Martin Rettenberger/Shutterstock
Foto: Kesselchips im Test. Wir haben 19 Produkte getestet.

Tradition und Authentizität: Schlagworte eines neuen deutschen Genusstrends. Auch die Hersteller von Kesselchips versprechen ehrliches Handwerk. Sind sie also wirklich der bessere Snack? Immerhin: Zwei von 19 Produkten können wir halbwegs guten Gewissens empfehlen.

Aktualisiert am 20.10.2016 | Tradition, Ehrlichkeit, Handwerk: In einer immer stärker globalisierten Welt sind das die Sehnsuchtswerte, auf denen auch der Erfolg uriger Craft-Beer-Brauereien, kleiner Kaffeeröstereien und charmanter Cupcake-Cafés gründet.

Das Prinzip gilt auch für die Kesselchips: Sozusagen als unumstößlichen Beweis ihrer Unverfälschtheit dürfen die Kartoffelscheiben sogar ihre Schale behalten. Handfest und rustikal wirken sie auch deshalb, weil sie bis zu dreimal dicker sind als die herkömmlichen Kartoffelchips, die in endlos langen Durchlauffritteusen mit bis zu 20.000 Litern Öl produziert werden.

Die traditionelle Herstellung der Kesselchips läuft langsamer und schonender ab: In die Behälter, in denen sie frittiert werden, passen nur etwa 2.000 Liter Öl und rund 50 Kilo Kartoffelscheiben auf einmal. Eingebaute Rührfinger bewegen die Chips, ein Mitarbeiter hat ständig ein Auge darauf und rührt regelmäßig per Hand nach.

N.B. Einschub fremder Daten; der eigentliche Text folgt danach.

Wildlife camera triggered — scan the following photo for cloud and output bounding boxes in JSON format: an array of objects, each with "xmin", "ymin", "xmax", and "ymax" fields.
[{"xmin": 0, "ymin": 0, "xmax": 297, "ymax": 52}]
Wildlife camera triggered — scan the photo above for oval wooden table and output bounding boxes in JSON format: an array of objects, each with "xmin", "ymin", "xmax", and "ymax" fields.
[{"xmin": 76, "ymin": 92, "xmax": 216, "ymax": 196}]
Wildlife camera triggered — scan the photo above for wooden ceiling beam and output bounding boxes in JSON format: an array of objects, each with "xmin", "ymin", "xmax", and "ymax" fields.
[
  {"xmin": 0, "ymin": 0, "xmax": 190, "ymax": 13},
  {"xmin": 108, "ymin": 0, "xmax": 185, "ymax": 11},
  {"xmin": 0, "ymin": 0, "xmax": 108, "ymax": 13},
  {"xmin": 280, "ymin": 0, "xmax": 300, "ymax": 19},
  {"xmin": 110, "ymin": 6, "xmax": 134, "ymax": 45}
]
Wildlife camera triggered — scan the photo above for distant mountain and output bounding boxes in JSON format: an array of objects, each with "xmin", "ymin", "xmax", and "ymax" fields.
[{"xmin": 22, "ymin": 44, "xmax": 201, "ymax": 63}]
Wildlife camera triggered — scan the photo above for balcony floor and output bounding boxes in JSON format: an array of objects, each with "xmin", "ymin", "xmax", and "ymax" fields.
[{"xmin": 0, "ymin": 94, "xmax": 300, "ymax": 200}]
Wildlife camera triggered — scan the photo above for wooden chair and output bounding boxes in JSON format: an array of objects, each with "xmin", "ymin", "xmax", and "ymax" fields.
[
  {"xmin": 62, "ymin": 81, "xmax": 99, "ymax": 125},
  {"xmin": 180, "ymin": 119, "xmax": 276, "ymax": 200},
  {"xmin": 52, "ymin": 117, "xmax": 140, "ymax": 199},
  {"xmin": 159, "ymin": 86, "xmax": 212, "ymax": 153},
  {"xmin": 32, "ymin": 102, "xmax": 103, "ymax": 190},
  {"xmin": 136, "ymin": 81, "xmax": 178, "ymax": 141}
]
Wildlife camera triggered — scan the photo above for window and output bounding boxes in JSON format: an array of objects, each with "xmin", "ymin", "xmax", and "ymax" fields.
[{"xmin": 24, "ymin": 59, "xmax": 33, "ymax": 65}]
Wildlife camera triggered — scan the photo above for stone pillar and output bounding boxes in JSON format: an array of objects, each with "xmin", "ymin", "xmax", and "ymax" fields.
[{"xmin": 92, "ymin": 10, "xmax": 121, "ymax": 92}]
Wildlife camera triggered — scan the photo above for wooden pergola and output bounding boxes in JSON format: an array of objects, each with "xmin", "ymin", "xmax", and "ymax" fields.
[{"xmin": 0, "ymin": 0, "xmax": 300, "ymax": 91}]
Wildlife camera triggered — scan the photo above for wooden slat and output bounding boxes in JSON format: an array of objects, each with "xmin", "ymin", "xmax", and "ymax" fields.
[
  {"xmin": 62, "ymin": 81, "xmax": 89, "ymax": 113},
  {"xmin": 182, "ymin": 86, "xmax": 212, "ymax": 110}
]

Einen weiteren Unterschied machen die Temperaturen während die auf Masse und Effizienz ausgelegten Durchlauffritteusen mit circa 180 Grad Celsius befeuert werden, hat das Sonnenblumenöl laut Herstellerangaben bei der Zubereitung im Kessel weit weniger als 150 Grad.

Lisa's Kartoffelchips, Funny Frisch & Co.: Kesselchips im Test

Wir wollten wissen, ob die Kesselchips tatsächlich besser sind als herkömmliche Chips. Wie stark sind sie mit Schadstoffen belastet? Setzen die Hersteller auf zusätzliche Aromastoffe? Und wie hoch sind der Salz- und der Fettgehalt wirklich? Wir haben 19 Kartoffelchips-Sorten in die Labore geschickt.

Ein Novum bei ÖKO-TEST: Zwei Sorten Kesselchips schneiden im Test sogar mit der Note "gut" ab. Totalausfälle gibt es insgesamt sieben. So haben fünf Produkte so viele Mängel, dass sie ein "ungenügend" kassieren, zwei Kesselchips-Sorten sind "mangelhaft". Auch aufgrund von Salz und Fett lautet das Fazit: In Maßen spricht wenig gegen den Genuss der meisten Kesselchips im Test.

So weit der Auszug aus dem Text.